INSPIRATION: CAMP NOTES ON FASHION
Prepare to embark on a grand and extravagant journey into 300 years of camp culture, at the Metropolitan Museum, until September 8. “Camp: Notes on Fashion” analyses the origins of camp’s exuberant aesthetic and shows how the concept went from marginal to mainstream.
Mark your calendar! It is that time of year again. The Costume Institute’s spring exhibition – one of the most eagerly anticipated annual fashion events – is back. In 2018 it hosted its all-time most visited exhibit in its 149-year history: “Heavenly Bodies: Fashion and the Catholic Imagination”, a dialogue between fashion and medieval art. Fast forward a year: same place but drastically different and totally opposite atmosphere. Liturgical garments and accessories, intricate and delicate haute couture embroidery and medieval art gave way to yards and yards of tulle, thousands of feathers, splashes of pink, bows, sequins and more pink… Welcome to Camp!
A Sontag’s inspired show
Based on the American critic Susan Sontag’s famous 1964 Partisan Review essay, “Notes on Camp”, the 2019 exhibition of the MET’s Costume Institute – that will run through September 8 – explores this ever-changing concept. With more than 250 objects dating as far back as the 17th century, it features stunning pieces by the likes of John Galliano, Jean-Paul Gaultier, Alexander McQueen, Alessandro Michele, Franco Moschino, Jeremy Scott…
Andrew Bolton, the curator in charge of the Costume Institute, told the New York Times he had been considering the notion of camp for the last few years. He indeed explored Sontag’s essay – which contains 58 different definitions of the term “camp” – back in 2017 and introduced the designer Rei Kawakubo to the concept when mounting the Rei Kawakubo/Comme des Garçons MET’s exhibition. He also found his inspiration in the 2019 celebration of the 50th anniversary of the 1969 Stonewall riot, a turning point in LGBTQ politics in the United States.
From naïve camp to deliberate camp
“Camp: Notes on Fashion” is divided into two sections. The first half explores the roots of camp that go back to Versailles and the flamboyant posturing of the French court under Louis XIV. The show traces the origins of the word back to the French verb “se camper”, meaning “to flaunt” or “to posture”, that was used for the first time in Molière’s 1671 play “Les Fourberies de Scapin”. From then on, camp flourished and established itself out of Versailles into 18th and 19th century queer culture – from the story of Fanny and Stella, two Victorian cross-dressers to Oscar Wilde’s sensibility – before hitting the mainstream in the 60’s.

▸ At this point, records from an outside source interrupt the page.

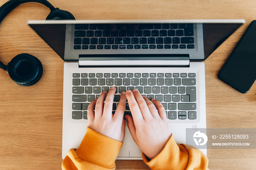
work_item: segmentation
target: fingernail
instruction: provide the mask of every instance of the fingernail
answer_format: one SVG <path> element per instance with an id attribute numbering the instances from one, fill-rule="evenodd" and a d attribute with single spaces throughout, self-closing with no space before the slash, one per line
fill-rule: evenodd
<path id="1" fill-rule="evenodd" d="M 132 91 L 133 91 L 133 92 L 136 92 L 137 91 L 138 91 L 138 89 L 137 89 L 137 88 L 135 88 L 134 89 L 133 89 Z"/>
<path id="2" fill-rule="evenodd" d="M 121 93 L 121 94 L 125 94 L 125 91 L 122 91 L 122 92 Z"/>

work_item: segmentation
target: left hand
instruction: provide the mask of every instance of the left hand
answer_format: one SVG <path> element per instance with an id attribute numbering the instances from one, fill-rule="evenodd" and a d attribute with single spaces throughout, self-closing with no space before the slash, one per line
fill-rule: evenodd
<path id="1" fill-rule="evenodd" d="M 121 93 L 117 107 L 113 115 L 112 110 L 115 92 L 116 88 L 111 87 L 108 94 L 104 91 L 97 99 L 95 99 L 91 102 L 87 110 L 88 127 L 103 135 L 122 142 L 124 138 L 124 113 L 126 96 L 125 92 Z"/>

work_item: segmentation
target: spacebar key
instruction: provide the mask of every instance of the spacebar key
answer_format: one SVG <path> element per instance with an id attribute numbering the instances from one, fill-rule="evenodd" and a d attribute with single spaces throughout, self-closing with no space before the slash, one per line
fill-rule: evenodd
<path id="1" fill-rule="evenodd" d="M 196 103 L 178 103 L 178 109 L 179 110 L 195 110 Z"/>

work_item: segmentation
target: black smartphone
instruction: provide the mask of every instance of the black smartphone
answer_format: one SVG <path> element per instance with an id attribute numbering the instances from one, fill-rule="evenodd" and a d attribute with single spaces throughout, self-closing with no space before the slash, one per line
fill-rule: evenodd
<path id="1" fill-rule="evenodd" d="M 256 79 L 256 20 L 252 21 L 218 74 L 218 78 L 246 93 Z"/>

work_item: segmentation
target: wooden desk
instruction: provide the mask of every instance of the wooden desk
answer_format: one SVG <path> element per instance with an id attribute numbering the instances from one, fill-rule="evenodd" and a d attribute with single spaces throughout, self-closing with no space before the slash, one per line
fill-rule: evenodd
<path id="1" fill-rule="evenodd" d="M 255 1 L 242 0 L 51 0 L 77 19 L 241 19 L 240 27 L 205 62 L 208 128 L 256 128 L 256 84 L 242 94 L 219 80 L 217 74 L 249 23 L 256 19 Z M 2 5 L 5 1 L 0 0 Z M 0 169 L 60 169 L 62 161 L 64 62 L 26 22 L 49 12 L 35 3 L 22 4 L 0 25 L 0 59 L 6 64 L 28 53 L 42 62 L 35 85 L 20 86 L 0 70 Z M 256 150 L 207 151 L 211 169 L 255 169 Z M 142 160 L 116 161 L 117 169 L 147 169 Z"/>

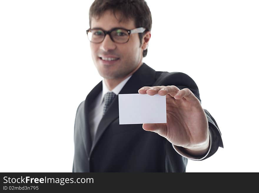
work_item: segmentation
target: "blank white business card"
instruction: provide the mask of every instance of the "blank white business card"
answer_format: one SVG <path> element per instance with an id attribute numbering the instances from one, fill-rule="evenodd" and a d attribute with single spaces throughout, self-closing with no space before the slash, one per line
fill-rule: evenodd
<path id="1" fill-rule="evenodd" d="M 166 122 L 165 95 L 119 95 L 120 125 Z"/>

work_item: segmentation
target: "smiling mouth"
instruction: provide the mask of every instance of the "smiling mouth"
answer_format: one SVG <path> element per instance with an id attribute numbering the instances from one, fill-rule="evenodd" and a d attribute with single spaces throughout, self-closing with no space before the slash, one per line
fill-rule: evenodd
<path id="1" fill-rule="evenodd" d="M 118 60 L 119 59 L 119 58 L 105 58 L 102 57 L 99 57 L 99 58 L 104 61 L 113 61 L 116 60 Z"/>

The “Failed Seriousness” passageway that leads towards the show’s second part is particularly well articulated and gives us clues as to the difference made by Sontag herself, between “naïve camp” and “deliberate camp”. In a succession of windows, Bolton presents couture dresses right next to their extravagant contemporary counterpart. Amongst those unprecedented vis-à-vis: a 1983 Yves Saint Laurent couture evening gown sporting a gigantic pink bow faces a 2017 Moschino real-life trompe l’oeil paper doll dress with an over-the-top two-dimensional bow.
While the first part of the show – that takes place in flamingo pink narrow corridors – presents the less obvious stages of camp, the second half opens onto an immense instagrammable room and highlights the extravagant, “in your face” camp thanks to a series of colorful floor-to -ceiling cubicles. An overwhelming, head-turning number of over-the-top pieces are presented: Moschino’s Jeremy Scott F/W 2019 “TV Dinner” evening cape covered with faux peas, carrots and mashed potatoes, Thierry Mugler’s F/W 1995 oyster shell dress wore by Cardi B to the 2019 Grammys, Manish Arora’s S/S 2019 circus carrousel dress, Jean-Charles de Castelbajac’s F/W 1988/89 “Arche de Noé” teddy bear jacket, Bjork's famous 2001 swan dress by Marjan Pejoski, Viktor and Rolf’s S/S 2019 “Less is More Haute Couture gown… to name but a few.
What is camp after all?
The 2019 Costume Institute exhibit theme appears to be deeply intellectual, intellectualized, and conceptual. The show certainly plays with the audience’s brain throughout the whole show. Andrew Bolton, the mastermind behind it all, explains that the term is "nearly impossible to define or summarize, but that’s part of its poetry". Camp is in the eye of the beholder: each and every person visiting the exhibition constructs his/her own personal take on this blurry and evanescent concept. This subjective, ever-evolving and subversive nature is what makes camp so compelling. Do not hesitate to scratch the frivolous and humoristic surface to discover a more political, profound and tragic aspect to it. And enjoy this fun and fantastical journey!